L’INVINCIBLE armada

Tous les coaches qui vont affronter les Zèbres se posent la même question : comment battre Charleroi ?

L’effet de surprise n’existe plus et ne peut donc plus servir d’explication. Tout le monde avait souligné la difficulté de confirmer un bon résultat. Mais même là, le Sporting de Charleroi a répondu présent. Et force est de constater qu’après quatre journées de championnat, les Zèbres comptent deux points de plus que la saison passée. Deux victoires et deux matches nuls ont jalonné la route des troupes de Jacky Mathijssen. Devant ces statistiques flatteuses, il était intéressant de voir l’autre côté du miroir, d’analyser la réaction de l’adversaire.

Comment mettre à mal cette phalange à laquelle tout réussit ? Pour tenter d’esquisser une réponse, on a demandé aux coaches des formations ayant déjà croisé la route des Zèbres depuis le mois d’août quel avait été leur plan d’attaque.

1re journée : Charleroi – GBA 2-0

Difficile mission pour les Anversois : se mesurer à une équipe encore auréolée de sa cinquième place en ouverture de compétition n’est jamais chose aisée. Encore moins quand on débute au Stade du Pays de Charleroi. Pourtant, les Zèbres avaient montré leurs limites en Coupe Intertoto contre Tampere (Finlande). Fébrilité ou manque de rythme ?

 » On avait préparé cette rencontre avec tout le sérieux requis « , explique l’entraîneur du GBA, Marc Brys.  » On avait du respect pour ce qu’ils avaient accompli la saison précédente. On savait que l’on allait se trouver devant une formation qui presse l’adversaire et qui le pousse dans ses derniers retranchements, en possession de balle. Ils changent très vite de configuration et disposent d’éléments qui savent faire la différence. De plus, on sait que Mathijssen retire le meilleur de chacun. Il prépare le système en plaçant les joueurs à leur position préférée. Pour les mettre à mal, on devait couper les lignes et essayer d’instaurer un pressing très haut. C’est très important de pousser une équipe dans une position qu’elle n’aime pas. Et Charleroi n’apprécie pas de faire le jeu depuis l’arrière. On devait donc les obliger à le faire « .

Pourtant, lors de la première mi-temps, c’est le GBA qui avait une meilleure possession de ballon.  » Charleroi était très nerveux. Sans doute parce que c’était le début de championnat et qu’il se devait de montrer un aussi beau visage que lors de la saison écoulée.

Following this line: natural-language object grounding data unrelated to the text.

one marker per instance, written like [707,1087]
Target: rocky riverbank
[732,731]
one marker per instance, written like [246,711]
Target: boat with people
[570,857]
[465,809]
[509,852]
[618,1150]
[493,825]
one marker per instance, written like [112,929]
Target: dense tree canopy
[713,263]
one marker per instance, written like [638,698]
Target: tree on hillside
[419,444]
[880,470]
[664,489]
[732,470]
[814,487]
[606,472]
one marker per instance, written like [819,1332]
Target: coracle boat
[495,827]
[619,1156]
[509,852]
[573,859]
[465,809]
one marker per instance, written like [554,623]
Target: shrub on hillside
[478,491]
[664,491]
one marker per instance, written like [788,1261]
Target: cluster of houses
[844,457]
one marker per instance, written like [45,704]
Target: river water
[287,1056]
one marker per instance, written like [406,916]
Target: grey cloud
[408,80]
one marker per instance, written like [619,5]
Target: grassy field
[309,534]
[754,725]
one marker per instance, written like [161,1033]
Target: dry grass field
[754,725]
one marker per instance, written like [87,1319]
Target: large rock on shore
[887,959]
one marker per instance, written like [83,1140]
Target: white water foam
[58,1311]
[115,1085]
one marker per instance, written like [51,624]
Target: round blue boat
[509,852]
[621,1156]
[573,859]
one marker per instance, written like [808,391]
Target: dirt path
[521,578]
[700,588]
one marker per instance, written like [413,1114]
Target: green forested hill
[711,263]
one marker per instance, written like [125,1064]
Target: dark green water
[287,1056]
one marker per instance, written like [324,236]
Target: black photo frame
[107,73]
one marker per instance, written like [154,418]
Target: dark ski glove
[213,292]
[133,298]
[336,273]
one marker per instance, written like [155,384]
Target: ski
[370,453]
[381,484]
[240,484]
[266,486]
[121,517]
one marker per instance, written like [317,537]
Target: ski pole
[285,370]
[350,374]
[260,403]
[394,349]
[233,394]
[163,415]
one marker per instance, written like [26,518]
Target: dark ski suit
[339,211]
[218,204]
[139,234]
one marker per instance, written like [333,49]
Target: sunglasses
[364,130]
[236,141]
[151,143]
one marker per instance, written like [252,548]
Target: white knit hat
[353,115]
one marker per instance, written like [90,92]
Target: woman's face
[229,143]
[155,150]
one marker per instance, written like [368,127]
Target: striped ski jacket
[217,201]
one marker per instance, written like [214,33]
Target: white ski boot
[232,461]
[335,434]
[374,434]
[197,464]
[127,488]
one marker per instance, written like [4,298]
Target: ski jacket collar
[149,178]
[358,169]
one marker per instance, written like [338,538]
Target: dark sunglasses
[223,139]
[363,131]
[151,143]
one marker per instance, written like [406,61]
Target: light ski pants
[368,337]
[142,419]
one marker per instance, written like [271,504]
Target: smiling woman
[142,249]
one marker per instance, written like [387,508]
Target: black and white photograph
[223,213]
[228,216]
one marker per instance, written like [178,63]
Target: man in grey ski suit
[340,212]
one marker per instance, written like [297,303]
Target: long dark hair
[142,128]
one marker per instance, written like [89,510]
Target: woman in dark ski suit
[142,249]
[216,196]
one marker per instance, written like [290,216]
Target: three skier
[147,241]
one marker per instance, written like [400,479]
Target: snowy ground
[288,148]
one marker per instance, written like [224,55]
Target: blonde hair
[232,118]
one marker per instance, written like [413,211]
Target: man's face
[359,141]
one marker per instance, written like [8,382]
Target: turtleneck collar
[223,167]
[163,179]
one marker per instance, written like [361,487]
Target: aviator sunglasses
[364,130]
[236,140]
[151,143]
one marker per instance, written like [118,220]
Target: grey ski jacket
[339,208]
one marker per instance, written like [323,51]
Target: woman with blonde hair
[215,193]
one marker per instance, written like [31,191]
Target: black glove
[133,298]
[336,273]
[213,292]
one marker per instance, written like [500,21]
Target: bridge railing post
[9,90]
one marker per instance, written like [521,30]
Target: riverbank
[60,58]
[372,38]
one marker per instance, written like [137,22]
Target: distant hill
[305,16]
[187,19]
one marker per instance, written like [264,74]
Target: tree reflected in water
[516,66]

Et par la force des choses, on a pu monopoliser le ballon mais on n’a pas su profiter de cette nervosité défensive. En deuxième mi-temps, cela s’est corsé quand ils ont inscrit le premier but. On sait qu’à 1-0, contre eux, c’est difficile de revenir. Leur organisation est parfaite et ils savent défendre un résultat. Et quand on parvient à passer cette muraille, on tombe sur un très bon gardien « .

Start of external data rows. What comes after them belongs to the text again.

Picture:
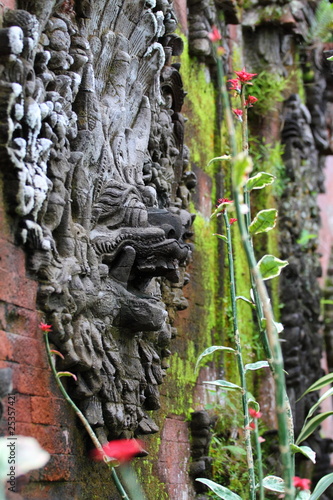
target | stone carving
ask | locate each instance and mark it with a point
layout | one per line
(97, 175)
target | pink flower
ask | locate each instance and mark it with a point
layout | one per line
(122, 450)
(301, 484)
(250, 101)
(234, 84)
(254, 413)
(245, 77)
(45, 327)
(238, 113)
(223, 200)
(214, 35)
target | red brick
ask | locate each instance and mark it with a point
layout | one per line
(17, 290)
(33, 381)
(48, 410)
(19, 320)
(23, 350)
(53, 439)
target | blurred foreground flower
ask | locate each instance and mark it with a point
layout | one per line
(122, 450)
(301, 484)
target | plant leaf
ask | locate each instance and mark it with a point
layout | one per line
(270, 266)
(256, 366)
(66, 374)
(264, 221)
(219, 490)
(319, 384)
(305, 450)
(210, 350)
(242, 166)
(221, 236)
(57, 353)
(219, 158)
(311, 425)
(259, 181)
(223, 383)
(303, 495)
(321, 486)
(273, 483)
(313, 408)
(248, 301)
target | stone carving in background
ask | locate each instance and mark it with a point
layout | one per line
(97, 175)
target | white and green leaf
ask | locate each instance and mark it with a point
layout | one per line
(305, 450)
(310, 426)
(222, 383)
(259, 181)
(270, 266)
(322, 486)
(219, 490)
(264, 221)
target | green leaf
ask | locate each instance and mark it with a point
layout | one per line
(66, 374)
(219, 490)
(235, 450)
(303, 495)
(270, 266)
(273, 483)
(248, 301)
(219, 158)
(305, 450)
(210, 350)
(313, 408)
(242, 166)
(223, 383)
(321, 486)
(264, 221)
(259, 181)
(256, 366)
(312, 425)
(221, 236)
(319, 384)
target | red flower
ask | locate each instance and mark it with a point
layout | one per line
(214, 35)
(254, 413)
(122, 450)
(250, 101)
(238, 113)
(223, 200)
(301, 484)
(245, 77)
(234, 84)
(45, 327)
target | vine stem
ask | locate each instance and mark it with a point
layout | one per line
(283, 415)
(84, 421)
(240, 363)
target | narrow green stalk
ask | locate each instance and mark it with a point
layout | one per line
(84, 421)
(259, 460)
(273, 340)
(240, 363)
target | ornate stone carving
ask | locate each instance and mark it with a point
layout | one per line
(97, 174)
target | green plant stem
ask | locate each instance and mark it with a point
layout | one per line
(259, 460)
(84, 421)
(240, 363)
(273, 340)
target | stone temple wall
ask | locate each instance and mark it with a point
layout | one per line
(98, 231)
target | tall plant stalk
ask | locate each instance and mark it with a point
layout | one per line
(240, 363)
(272, 336)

Pour contrer les Zèbres, Marc Brys n’avait pas privilégié de marquage individuel même si Majid Oulmers et Nasredine Kraouche étaient particulièrement surveillés et rapidement pris en charge par un médian adverse, que ce soit Karel Snoeckx ou Wim De Decker.  » Mais un système est toujours faible quand on commet des fautes « .

2e journée : Genk-Charleroi 0-0

 » On ne s’adapte jamais à l’adversaire « . Tels sont les propos d’ Hugo Broos, l’entraîneur de Genk. Sous-entendu : c’est à l’adversaire à s’adapter à nous. Et, ô surprise, cela fut pris presque au mot par Mathijssen, qui bloqua tous les points forts de Genk, en se privant d’attaquants axiaux afin de laisser la construction limbourgeoise à des défenseurs centraux à qui cette tâche n’incombe généralement pas et qui doivent également surmonter la surprise de ne pas avoir d’hommes à tenir.

 » Le fait qu’il n’y avait pas d’attaquants devant a constitué pour nous une énorme surprise. Et il a fallu faire avec « , ajoute Broos.  » Charleroi a joué très défensivement en essayant de ne pas encaisser de but. Simplement. Quand je vois comment ils ont évolué face à nous, on ne peut pas appeler cela du football positif. Face à cela, il aurait fallu marquer un but. Et là, l’adversaire aurait dû changer de tactique. Malheureusement, on n’a pas réussi à le faire. Ce n’est par pour autant que leur organisation était sans failles. Toutes les équipes peuvent être prises en défaut. Dire maintenant que Charleroi a déjà réussi sa confirmation, c’est un peu tôt. Attendons la fin du premier tour. Mais ils ont pour eux l’avantage d’avoir déjà pris des points « .

3e journée : Charleroi – Mouscron 1-0

Pour ce troisième acte, Mouscron décide de muscler son milieu de terrain. Car c’est là que se trouvent les clés de la réussite carolo. Ainsi, Geert Broeckaert place trois médians défensifs ( Steve Dugardein, Yassine Benajiba et Patrice Noukeu). Il les aligne en triangle pour contrecarrer les plans de Kraouche, Oulmers et Sébastien Chabaud.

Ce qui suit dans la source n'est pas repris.